Investing in health shouldn’t be like making lemonade
MedicalDirector’s CEO, Matthew Bardsley, opens up debate around finding the right investment solution that is best aligned with health innovation.
An entrepreneur approaches you and says, “I’m going to start making lemonade, give me $100 and I’ll turn it into $1,000 in two years.” You say, “sure!” And hand over your cash.
You check in 6 months later and ask how it’s all going. The entrepreneur turns around to you and replies, “I’ve made 1,000 bucks already!”
You: “Wow, how much lemonade did you sell?” Entrepreneur: “I didn’t, I went to the casino and I put it on black, and I won.”
Sure, that may seem like a great outcome, but that’s not exactly what you invested for, right? Well that’s the sort of frustration and tension that many analysts in the stock market experience every day, or private equity firms who buy into something, but don’t quite get the outcome they’re expecting.
Understanding the funding sources that drive innovation
When it comes to funding sources, there is a spectrum of funding available to innovators. On one end of the spectrum, you have investment from the Government, which is often infrastructure related. For instance, with the current investment in the tunnel from the city to the Northern Beaches, the Government can justify the multi-billion dollar investment using Government bonds, because of the slow and steady increase in return from economic outcomes, once it’s in place.
On the other end of the spectrum is a self-managed and self-employed person, who is looking at the next opportunity they need to keep their idea growing. Now the behaviour of this individual, compared to the person making the decision on those ten-year Government bonds, is very different. Of course there’s a lot of investment models across that spectrum too, from VC to private equity, to banks, seed capital, angel capital and crowd funding.
Now when you come to technology and innovation, the challenge is finding the right investment solution that is best aligned with your innovation. Otherwise you risk the wrong type of behaviour for that innovation, and set yourself up for failure. For example, if you publicly list a technology company too early in the game, the visibility and accountability is very heavy for a young company that is making test and learn decisions that could be considered risky by the market.
At the same time, if the funding model is trying to do something that it’s not inherently built for, then that could also set you up to fail. For instance, a Government-funded health innovation needs to be robust against cyber-security, with significant consideration towards the social impact and wider public consequences. Such innovative initiatives need to grow slowly and steadily, with these higher values at top of mind.

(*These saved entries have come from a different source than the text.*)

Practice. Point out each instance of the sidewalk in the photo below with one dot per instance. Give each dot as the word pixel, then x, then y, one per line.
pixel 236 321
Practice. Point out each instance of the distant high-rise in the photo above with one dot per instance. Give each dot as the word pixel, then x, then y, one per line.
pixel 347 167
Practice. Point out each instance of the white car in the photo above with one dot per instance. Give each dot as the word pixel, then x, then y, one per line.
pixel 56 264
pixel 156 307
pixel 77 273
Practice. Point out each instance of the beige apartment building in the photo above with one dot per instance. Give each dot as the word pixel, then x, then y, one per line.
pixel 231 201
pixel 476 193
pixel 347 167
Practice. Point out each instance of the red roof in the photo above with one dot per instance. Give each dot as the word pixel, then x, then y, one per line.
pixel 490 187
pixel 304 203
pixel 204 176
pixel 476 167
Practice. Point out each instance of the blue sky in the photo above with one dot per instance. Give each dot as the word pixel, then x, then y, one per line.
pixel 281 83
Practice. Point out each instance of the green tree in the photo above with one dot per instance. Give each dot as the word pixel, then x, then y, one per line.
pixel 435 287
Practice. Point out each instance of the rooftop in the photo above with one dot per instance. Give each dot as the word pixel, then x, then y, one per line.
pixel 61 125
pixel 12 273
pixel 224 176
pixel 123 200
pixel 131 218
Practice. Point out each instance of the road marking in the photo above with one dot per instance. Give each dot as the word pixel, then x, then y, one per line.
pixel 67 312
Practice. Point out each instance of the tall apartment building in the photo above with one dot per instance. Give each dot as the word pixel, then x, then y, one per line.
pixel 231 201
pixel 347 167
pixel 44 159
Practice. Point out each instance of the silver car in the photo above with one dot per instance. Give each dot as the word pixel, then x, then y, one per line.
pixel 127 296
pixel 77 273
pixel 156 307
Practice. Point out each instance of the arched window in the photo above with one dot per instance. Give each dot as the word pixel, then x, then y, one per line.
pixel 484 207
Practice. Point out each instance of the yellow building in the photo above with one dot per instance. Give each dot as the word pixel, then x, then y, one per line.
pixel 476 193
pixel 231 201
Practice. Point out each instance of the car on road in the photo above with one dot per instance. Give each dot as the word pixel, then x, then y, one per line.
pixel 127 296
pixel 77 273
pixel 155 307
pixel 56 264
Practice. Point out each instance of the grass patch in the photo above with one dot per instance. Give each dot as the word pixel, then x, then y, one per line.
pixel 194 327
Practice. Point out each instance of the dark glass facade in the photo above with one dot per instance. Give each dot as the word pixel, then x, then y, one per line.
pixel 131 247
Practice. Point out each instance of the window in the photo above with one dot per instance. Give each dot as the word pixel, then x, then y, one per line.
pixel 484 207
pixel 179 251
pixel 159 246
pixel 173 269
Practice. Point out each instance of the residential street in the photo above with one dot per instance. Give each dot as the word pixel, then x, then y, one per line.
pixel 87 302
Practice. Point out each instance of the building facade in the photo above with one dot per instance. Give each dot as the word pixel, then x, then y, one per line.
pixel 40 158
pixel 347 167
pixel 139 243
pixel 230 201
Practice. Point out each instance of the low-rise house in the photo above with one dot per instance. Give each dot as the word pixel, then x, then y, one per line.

So the lesson here is to ensure your funding model matches the values that you are bringing into your business idea. And if you mismatch the ideas to those values, you’re going to have trouble.
Getting investment right in healthcare
There’s a place within the healthcare ecosystem for all types and levels of funding, but historically, I don’t feel our industry has attracted all of that value. Understandably, we need to maintain certain barriers of venture capital funding and private equity to ensure compliance and mitigate risk, especially as we’re dealing with the sensitivities of our health. However if those barriers are too high, then we could stifle innovation.
I’ve been fortunate enough to work in a startup and seen the fruits of seed capital, I’ve worked in an ASX100-listed company, so I know what that looks like in terms of having funds coming from shareholders, and now I’ve worked in private equity. And I can really see a big difference between the impact of what it is we can deliver with those types of funds.
If we want to secure the future of healthcare innovation, we need to re-examine the right sort of funds coming into the industry, to support the level of innovation that’s required. Having the right structures in place to attract the right type of capital, for all aspects of innovation, can really light up health technology and pave the way for an exciting future for the industry.